Here's a suggestion. If we were to consider publishing this document as-is as a way of describing the current approach, we would at least have a stable reference to the way we do things today. We could always consider other approaches and, once implemented by ICANN, publish a new document that obsoletes or updates this one.

If that's an approach that people could stomach, then I would suggest the next step is to WGLC this document and for those who would like to propose different mechanisms to write them down.

We could do that, but the RFC should probably not be published for at least another six months due to terminology / politics / IANAPLAN, so we don't need to rush the WG LC either.
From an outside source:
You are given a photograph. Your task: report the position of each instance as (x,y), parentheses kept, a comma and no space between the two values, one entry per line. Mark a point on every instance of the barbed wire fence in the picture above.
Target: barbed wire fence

For example, the draft uses the phrase "an IANA function performed by ICANN", to which many folks at layer 9 will object until the transition has already happened.

If the WG wants to adopt this draft before the IANA transition is done, I would strongly prefer that the document be first adopted before there is a WG Last Call. Getting the wording in the document about "this is a current implementation" should be done in more than one step. As a concrete example, the abstract boldly states "This document describes how such trust anchors are published" which should instead be "This document describes one way how such trust anchors are published". Even the phrase in the abstract "has been cryptographically signed" can be misread by the ICANN skeptics as "was signed in the past, but isn't currently". There are other examples in the document that should be stated more carefully.

Also: how much is this document really needed? Are there operators of validating resolvers who are unfamiliar with how to get the trust anchor? It is likely that the most common method for getting the DNSSEC trust anchor for the DNS is "it came in my distro". If so, then a "how it is currently done" document needs to emphasize the positive and (maybe very) negative aspects of this practice.